Council has been divided on the tax increase since it was carried at a finance meeting March 27

A budget opposed by almost half of city council and protested by hundreds of Campbell Riverites was expected to be adopted by council Tuesday night.

Despite Mayor Walter Jakeway’s call for a tax revolt, a public protest outside city hall, and twenty-six delegations condemning a 13.6 per cent tax increase, the budget likely passed all three readings at last week’s council meeting, after the Mirror went to press (see for the latest).

The budget was slated for adoption, making a 13.6 per cent residential tax hike official, despite pleas from the public to take another look at the budget.

“I’m asking you to go back and re-assess what you’re doing. I’m worried about all of you, what you’re getting into,” said Michele Murphy during a delegation April 17. “If you have to do a tax increase – don’t make it 13.6. That’s ridiculous. Work with us.”

Other delegates, including Ray Green and Mark Sullivan, who ran for city council in November’s election, also asked council to go back and re-consider the budget.

Council has been divided on the tax increase since it was carried at a finance meeting March 27.

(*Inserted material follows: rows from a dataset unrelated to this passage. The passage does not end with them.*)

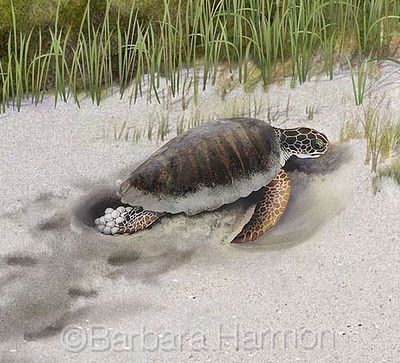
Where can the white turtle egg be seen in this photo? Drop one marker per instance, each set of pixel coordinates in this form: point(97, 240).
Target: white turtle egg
point(108, 217)
point(115, 213)
point(119, 220)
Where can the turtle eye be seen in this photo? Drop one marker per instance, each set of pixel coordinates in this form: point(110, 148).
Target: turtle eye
point(318, 144)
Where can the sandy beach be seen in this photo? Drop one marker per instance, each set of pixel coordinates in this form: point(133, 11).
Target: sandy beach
point(321, 286)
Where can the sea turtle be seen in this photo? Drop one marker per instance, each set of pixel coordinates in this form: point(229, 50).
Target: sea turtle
point(212, 165)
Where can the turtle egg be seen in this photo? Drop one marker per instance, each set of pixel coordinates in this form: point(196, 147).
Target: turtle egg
point(108, 217)
point(115, 213)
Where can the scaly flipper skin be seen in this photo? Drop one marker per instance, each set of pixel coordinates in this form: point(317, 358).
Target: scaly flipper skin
point(126, 220)
point(137, 219)
point(268, 210)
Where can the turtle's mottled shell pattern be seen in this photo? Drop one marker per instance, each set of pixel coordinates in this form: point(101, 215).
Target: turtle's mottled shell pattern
point(217, 154)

The vote narrowly passed by a 4-3 margin with councillors Ryan Mennie, Claire Moglove, Larry Samson and Mary Storry one one side, with the mayor and councillors Andy Adams and Ron Kerr on the other.  Adams said the budget carried a “significant” increase, an “unprecedented” draw on reserves and not enough cuts.

“No one likes to cut services or adversely impact on people’s jobs but we’re entrusted to look at all avenues, and leave no stone unturned,” Adams said at last week’s council meeting. “Unfortunately, I do not believe we’ve done that.”

The most significant cuts to the budget include: reduction of council travel ($18,500); elimination of a bylaw enforcement officer ($68,718); contracting out cemetery maintenance ($16,700); 50 per cent reduction in grass trimming and manual mowing ($14,000); twenty-five per cent reduction in horticulture ($49,000); decrease of $90,000 in maintenance and repairs on city facilities; not participating in Communities in Bloom ($24,000); eliminating skate park hosts ($18,976); not filling a maternity leave position ($69,815); and eliminating a vacant admin assistant ($35,467). Jakeway has also maintained council did not go far enough and said earlier this month “the public is being screwed.”

That prompted Campbell River taxpayers to band together via Facebook and organize a march before the April 3 council meeting.

Jakeway said this year’s budget will put Campbell River’s recovery back a year.